O agronegócio brasileiro enfrenta um cenário de crescente preocupação com a paralisação de processos estratégicos no Supremo Tribunal Federal. Ao menos 19 ações de interesse direto do setor estão pendentes de definição, o que tem gerado incertezas sobre direitos de propriedade e regras de mercado.
A instabilidade institucional na Corte, evidenciada recentemente por discussões internas, acaba dificultando o avanço de temas vitais como o marco temporal, a regularização fundiária e o licenciamento ambiental. Esse cenário de indefinição preocupa entidades do setor, conforme informação divulgada pela CNN.
A seguir, entenda como essa falta de previsibilidade jurídica pode afetar desde o planejamento de investimentos até a obtenção de crédito essencial para a próxima safra.
O impacto real no planejamento e no crédito rural
Para o advogado especialista em direito do agro, Walisson Lima, o maior problema não é apenas o atraso, mas a manutenção da insegurança jurídica. Enquanto não há uma decisão definitiva, produtores e investidores precisam atuar considerando múltiplos cenários possíveis.
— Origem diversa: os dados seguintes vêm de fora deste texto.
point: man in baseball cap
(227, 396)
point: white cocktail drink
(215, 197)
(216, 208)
Essa instabilidade afeta diretamente a estruturação de contratos e a avaliação de passivos, o que pode restringir o acesso ao crédito. Conforme o especialista, a falta de definições claras sobre questões fundiárias e tributárias acaba por prolongar situações de incerteza para todos os envolvidos no campo.
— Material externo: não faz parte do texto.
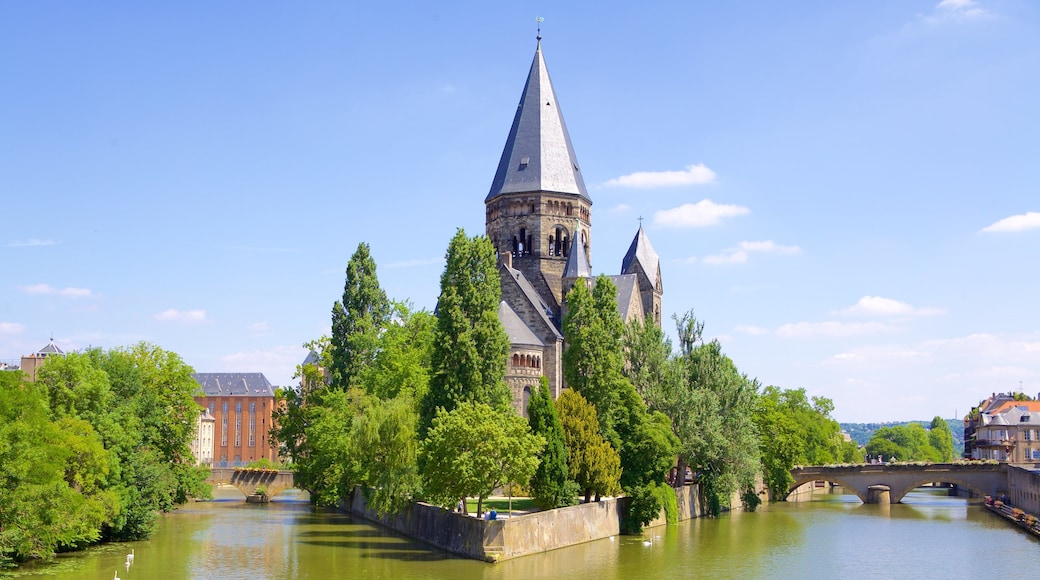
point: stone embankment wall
(1023, 489)
(519, 535)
Governança de terras e o risco aos investimentos
Richard Torsiano, diretor da R. Torsiano Consultoria, reforça que a demora na definição de temas estruturantes amplia o risco para toda a cadeia produtiva. Segundo ele, a segurança jurídica é o principal ativo para o desenvolvimento sustentável do país.
Torsiano destaca que temas como a aquisição de terras por estrangeiros e conflitos em faixas de fronteira exigem decisões estáveis. A ausência de regras transparentes acaba paralisando projetos estratégicos e reduzindo a confiança de investidores internacionais no mercado brasileiro.
Custo do dinheiro e a pressão sobre o produtor
O agronegócio já chega pressionado por uma oferta de crédito mais restrita. Dados da RGF-BIZDOC mostram que as emissões de CRA tiveram uma queda de 77% do primeiro para o segundo semestre deste ano, enquanto ações judiciais envolvendo CPRs dispararam.
O advogado Tomaz Lobo ressalta que, embora a crise no Judiciário não tenha criado esse aperto, ela atua como um fator que encarece a operação. Para ele, sessões canceladas e pedidos de vista sem prazo transferem ao tomador de crédito um custo adicional que nada tem a ver com a produtividade no campo.
A necessidade urgente de um cronograma claro
O economista Antônio Teodoro resume o sentimento do setor ao afirmar que o agro não pede necessariamente uma decisão favorável, mas, sim, um calendário previsível. Decidir contra é caro, mas não decidir é ainda mais oneroso para quem precisa produzir.
O setor defende que o Supremo estabeleça datas concretas para o julgamento de processos maduros, evitando que a mesma controvérsia retorne à pauta diversas vezes. A esperança é que a Corte devolva a previsibilidade necessária para que o Brasil continue gerando emprego e renda no campo.